Link to Pubmed [PMID] – 41072408
Link to DOI – 10.1016/j.cub.2025.09.040
Curr Biol 2025 Oct; ():
Tissue plasticity and homeostasis rely on the interplay between cell behavior and mechanical inputs.1 Mechanical stress also contributes to the evolution of pathologies, notably by accelerating pretumoral cell expansion through mechanical cell competition (MCC).2,3,4,5 MCC is a conserved process in which one cell population is preferentially eliminated when mixed with another cell population due to its higher sensitivity to mechanical stress.2,3,5,6,7,8 Theoretical and experimental explorations of MCC have mostly focused on the contribution of growth and pressure to cell elimination and a few genetic contexts, including the activation of Ras in vivo2,8 and mutation of the polarity gene scribble in mammalian cell culture.3,4,9 However, it remains unclear whether other oncogenes can trigger MCC and whether growth is generally the only central regulator of MCC. Using the Drosophila pupal notum (a single-layer epithelium), quantitative live imaging, and vertex modeling, we revisited the mechanisms contributing to MCC. Doing so, we outlined the co-existence of two modes of wild-type (WT) cell compaction near oncogenic cells, namely compaction driven by growth versus local compaction driven by increased tension at tumoral/WT cell interfaces in zones of high 2D curvature.
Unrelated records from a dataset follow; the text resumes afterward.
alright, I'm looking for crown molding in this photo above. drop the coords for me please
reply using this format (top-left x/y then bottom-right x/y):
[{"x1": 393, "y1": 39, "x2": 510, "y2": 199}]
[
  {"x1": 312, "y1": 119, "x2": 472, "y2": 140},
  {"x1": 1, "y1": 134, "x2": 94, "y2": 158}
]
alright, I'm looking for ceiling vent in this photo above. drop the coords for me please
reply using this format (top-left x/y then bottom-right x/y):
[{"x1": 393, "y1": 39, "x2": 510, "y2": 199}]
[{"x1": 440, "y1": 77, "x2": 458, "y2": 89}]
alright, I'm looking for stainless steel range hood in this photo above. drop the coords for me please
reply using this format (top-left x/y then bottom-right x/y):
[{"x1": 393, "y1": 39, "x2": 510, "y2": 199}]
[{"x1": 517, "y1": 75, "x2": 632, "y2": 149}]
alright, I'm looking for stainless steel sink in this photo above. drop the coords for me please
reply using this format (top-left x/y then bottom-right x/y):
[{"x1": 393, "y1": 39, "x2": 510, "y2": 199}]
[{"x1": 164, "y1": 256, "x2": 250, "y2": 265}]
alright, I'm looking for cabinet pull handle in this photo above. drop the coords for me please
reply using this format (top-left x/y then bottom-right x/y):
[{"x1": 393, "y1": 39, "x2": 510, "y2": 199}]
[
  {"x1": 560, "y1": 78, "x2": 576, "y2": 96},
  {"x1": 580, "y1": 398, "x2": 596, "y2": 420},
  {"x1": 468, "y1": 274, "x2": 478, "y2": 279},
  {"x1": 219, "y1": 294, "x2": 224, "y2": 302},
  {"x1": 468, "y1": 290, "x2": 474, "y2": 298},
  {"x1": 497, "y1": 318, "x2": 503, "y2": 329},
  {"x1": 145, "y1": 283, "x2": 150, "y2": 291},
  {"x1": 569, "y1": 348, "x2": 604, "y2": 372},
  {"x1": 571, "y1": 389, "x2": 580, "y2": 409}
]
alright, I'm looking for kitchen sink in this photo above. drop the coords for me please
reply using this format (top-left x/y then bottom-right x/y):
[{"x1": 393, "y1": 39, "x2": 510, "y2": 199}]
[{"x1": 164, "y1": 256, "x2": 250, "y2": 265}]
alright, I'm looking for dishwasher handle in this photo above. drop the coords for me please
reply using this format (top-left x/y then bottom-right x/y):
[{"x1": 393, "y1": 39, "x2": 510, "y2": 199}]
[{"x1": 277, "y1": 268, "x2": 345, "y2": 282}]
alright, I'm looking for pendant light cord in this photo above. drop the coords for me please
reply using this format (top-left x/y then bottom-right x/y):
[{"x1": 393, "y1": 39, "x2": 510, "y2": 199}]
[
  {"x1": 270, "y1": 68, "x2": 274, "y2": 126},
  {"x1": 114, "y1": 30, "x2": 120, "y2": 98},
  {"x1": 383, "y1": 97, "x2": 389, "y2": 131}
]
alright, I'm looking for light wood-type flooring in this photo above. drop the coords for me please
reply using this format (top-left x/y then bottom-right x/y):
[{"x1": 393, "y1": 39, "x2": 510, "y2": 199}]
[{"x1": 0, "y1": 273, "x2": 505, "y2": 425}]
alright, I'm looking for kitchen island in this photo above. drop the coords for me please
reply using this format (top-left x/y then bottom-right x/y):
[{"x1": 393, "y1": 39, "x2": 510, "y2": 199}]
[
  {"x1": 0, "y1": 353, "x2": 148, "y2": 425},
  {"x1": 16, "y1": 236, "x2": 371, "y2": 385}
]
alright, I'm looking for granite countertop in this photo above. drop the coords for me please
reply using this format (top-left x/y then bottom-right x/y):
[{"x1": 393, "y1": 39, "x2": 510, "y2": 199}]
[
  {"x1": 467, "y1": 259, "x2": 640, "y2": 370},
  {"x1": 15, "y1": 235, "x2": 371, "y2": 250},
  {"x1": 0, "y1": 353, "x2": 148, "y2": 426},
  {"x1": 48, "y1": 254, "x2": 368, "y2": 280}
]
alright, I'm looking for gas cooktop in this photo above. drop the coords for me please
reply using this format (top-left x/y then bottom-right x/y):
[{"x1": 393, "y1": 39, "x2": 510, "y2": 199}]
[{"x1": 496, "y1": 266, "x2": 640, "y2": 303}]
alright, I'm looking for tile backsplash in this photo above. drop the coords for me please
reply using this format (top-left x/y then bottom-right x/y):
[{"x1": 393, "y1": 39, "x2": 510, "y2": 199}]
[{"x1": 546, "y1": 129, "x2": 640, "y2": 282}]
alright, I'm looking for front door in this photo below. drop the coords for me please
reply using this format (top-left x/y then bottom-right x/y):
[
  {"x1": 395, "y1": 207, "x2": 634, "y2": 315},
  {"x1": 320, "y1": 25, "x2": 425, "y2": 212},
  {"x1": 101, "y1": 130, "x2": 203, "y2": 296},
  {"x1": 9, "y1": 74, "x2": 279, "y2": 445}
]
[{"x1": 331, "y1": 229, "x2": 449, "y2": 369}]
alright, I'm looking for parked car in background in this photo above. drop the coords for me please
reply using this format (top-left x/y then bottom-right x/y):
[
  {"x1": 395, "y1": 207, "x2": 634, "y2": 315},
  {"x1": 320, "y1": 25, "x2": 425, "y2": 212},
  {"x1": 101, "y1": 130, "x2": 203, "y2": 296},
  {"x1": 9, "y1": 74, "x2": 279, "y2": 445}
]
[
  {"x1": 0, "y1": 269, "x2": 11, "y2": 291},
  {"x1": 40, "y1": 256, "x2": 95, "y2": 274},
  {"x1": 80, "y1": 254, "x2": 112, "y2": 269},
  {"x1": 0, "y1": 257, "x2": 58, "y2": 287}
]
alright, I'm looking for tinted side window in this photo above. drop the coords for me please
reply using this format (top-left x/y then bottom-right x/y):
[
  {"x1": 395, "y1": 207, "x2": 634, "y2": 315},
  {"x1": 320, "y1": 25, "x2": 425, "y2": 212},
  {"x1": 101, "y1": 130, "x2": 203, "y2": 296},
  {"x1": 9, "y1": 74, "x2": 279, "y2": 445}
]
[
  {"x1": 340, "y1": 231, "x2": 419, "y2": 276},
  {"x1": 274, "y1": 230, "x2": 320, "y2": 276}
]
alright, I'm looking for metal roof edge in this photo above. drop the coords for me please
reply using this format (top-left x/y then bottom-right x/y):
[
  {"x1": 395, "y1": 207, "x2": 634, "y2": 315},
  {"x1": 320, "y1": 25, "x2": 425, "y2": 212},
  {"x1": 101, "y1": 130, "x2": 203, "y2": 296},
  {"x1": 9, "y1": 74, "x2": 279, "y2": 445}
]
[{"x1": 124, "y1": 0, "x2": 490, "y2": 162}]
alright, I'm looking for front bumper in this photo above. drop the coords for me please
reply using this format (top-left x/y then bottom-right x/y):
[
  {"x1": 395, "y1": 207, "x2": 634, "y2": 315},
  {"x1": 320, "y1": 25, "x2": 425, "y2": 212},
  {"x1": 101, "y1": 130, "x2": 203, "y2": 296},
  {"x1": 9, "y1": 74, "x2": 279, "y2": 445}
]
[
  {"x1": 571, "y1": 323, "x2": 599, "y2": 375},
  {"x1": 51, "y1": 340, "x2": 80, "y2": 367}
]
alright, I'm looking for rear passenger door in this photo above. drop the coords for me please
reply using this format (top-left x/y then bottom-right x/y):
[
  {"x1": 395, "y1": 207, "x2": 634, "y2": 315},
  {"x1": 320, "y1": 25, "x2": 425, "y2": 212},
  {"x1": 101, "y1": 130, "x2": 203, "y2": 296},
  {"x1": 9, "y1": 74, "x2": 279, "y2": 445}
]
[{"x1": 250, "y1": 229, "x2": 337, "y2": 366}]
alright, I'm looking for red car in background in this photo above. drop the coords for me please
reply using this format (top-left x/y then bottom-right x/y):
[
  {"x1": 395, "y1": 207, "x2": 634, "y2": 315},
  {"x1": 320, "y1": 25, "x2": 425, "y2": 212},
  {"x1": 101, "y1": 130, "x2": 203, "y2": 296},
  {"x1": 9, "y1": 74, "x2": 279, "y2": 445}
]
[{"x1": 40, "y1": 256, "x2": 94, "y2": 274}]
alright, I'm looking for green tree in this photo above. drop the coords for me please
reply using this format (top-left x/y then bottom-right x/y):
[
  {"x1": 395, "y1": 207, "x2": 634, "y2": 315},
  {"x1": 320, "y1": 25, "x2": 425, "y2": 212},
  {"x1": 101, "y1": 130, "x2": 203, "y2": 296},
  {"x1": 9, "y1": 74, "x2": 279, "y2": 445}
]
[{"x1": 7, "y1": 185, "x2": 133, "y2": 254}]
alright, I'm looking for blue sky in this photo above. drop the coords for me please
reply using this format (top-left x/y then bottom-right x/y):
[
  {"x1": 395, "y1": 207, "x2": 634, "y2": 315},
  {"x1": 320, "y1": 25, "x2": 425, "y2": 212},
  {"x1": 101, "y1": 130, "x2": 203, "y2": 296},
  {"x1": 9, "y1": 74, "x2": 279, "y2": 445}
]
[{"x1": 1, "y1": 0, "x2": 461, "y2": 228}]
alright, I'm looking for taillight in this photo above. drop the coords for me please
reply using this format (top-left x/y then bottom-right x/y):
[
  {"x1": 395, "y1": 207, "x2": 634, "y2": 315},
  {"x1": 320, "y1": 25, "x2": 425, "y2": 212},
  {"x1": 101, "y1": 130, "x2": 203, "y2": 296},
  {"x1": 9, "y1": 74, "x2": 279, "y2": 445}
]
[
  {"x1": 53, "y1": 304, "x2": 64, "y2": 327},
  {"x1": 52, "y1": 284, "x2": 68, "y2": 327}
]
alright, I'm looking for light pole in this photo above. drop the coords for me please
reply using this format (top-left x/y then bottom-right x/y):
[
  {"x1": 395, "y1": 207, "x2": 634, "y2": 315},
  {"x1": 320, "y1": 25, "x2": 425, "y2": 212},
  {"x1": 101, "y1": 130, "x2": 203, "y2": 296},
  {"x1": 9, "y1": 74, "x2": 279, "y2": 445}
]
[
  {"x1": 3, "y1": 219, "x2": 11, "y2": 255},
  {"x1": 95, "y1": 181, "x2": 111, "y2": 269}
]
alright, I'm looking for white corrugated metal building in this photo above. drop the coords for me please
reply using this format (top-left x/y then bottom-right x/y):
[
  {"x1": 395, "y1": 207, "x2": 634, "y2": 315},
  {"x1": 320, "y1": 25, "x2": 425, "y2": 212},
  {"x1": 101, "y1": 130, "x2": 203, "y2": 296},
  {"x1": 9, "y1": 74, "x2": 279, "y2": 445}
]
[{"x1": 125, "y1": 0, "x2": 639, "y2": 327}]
We highlighted distinct signatures in cell deformation and cell elimination distribution that can delineate these two modes of compaction, and we recapitulated them in silico and in vivo using genetic backgrounds affecting growth and/or interfacial tension independently. Altogether, this study reveals the contribution of interfacial-tension-driven compaction to MCC and outlines the co-existence of various modes of compaction during MCC.